You want to understand Trump, you go read H.W. Brands’ biography of Andrew Jackson. Best book on Trump I’ve ever read. H.W. Brands’ biography of Andrew Jackson. Andrew Jackson abolished the Federal Reserve. Forget about appointing some hack to be head of the Federal Reserve — which, by the way, has a lot of problems with Trump. The problems are real. It’s the solutions that are sometimes dubious. But the problems that he’s identifying, he’s very talented at identifying the problems anyway.
So I’ve been down this road. That doesn’t mean I’m happy where it is now. I don’t like the demonization, and the demonization is also a social media phenomenon. But the social media space is different from firebombing real people, if you see what I mean. And so in some ways we’ve diverted that anger into the phones or onto the airwaves or into the ether. And again, I’m not happy with that, but I’m not overwhelmed that that’s the problem.
Reclaiming the National Story
The larger problem is just what you alluded to. The national story. What is the national story? What is the purpose of America? Where does America fit in history? Who are we as a people? That problem is a self-inflicted wound. We’ve done that to ourselves. We did that at universities, we did that in the culture, wider culture. We’ve continued to divide ourselves and emphasize the divisions rather than emphasize the commonalities.

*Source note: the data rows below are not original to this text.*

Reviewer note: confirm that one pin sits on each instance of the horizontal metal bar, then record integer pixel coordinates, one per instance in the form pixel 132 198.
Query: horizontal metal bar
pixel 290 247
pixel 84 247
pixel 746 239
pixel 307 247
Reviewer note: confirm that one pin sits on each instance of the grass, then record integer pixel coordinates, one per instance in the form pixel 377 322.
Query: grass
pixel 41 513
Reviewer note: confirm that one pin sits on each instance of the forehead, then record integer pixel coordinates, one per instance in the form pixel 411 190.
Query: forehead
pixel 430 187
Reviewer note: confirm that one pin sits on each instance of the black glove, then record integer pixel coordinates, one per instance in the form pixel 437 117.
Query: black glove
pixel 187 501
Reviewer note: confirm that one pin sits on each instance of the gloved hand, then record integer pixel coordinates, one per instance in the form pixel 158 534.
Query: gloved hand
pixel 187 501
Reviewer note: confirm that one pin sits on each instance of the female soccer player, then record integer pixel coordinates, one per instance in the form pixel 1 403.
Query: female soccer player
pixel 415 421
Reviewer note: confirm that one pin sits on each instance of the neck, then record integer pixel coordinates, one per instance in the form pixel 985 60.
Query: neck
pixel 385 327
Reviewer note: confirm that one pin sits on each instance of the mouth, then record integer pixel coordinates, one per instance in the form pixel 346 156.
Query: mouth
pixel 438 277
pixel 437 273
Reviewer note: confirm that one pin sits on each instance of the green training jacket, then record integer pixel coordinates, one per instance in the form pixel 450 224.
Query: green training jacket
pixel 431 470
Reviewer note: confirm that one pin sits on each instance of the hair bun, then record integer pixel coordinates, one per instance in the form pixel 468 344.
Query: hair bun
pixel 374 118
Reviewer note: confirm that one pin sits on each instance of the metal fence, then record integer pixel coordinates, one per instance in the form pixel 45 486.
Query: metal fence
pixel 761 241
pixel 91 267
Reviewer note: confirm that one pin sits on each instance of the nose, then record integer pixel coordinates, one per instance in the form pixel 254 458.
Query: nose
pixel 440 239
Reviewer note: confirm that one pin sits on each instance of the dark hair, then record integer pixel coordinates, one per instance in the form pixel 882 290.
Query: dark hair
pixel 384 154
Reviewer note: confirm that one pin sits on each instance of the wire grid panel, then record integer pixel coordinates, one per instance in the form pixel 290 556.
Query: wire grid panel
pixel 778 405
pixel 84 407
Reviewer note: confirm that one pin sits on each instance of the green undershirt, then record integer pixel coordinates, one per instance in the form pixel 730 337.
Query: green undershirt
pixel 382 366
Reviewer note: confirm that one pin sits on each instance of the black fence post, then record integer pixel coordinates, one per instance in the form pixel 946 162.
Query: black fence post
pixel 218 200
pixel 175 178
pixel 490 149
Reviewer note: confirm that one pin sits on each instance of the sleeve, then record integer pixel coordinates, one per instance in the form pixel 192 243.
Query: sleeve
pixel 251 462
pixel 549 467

The most amazing thing to me is that it’s the immigrants who know the answers to how American institutions work because they have to take the citizenship test. And it’s the people born here that are clueless because they don’t have the civics, they don’t take the citizenship test.
So like Secretary Rice said, national service is one really big and important idea to regain some sense of a national story as well as purpose, to bring that back. You don’t paper over the divisions. The divisions are real and they’re not something to be wished away, but they could be assimilated into a larger narrative of things that we share and why we’re here. And we’ve done that before, so we could do that again.
Thank you for your attention. I think I’m done.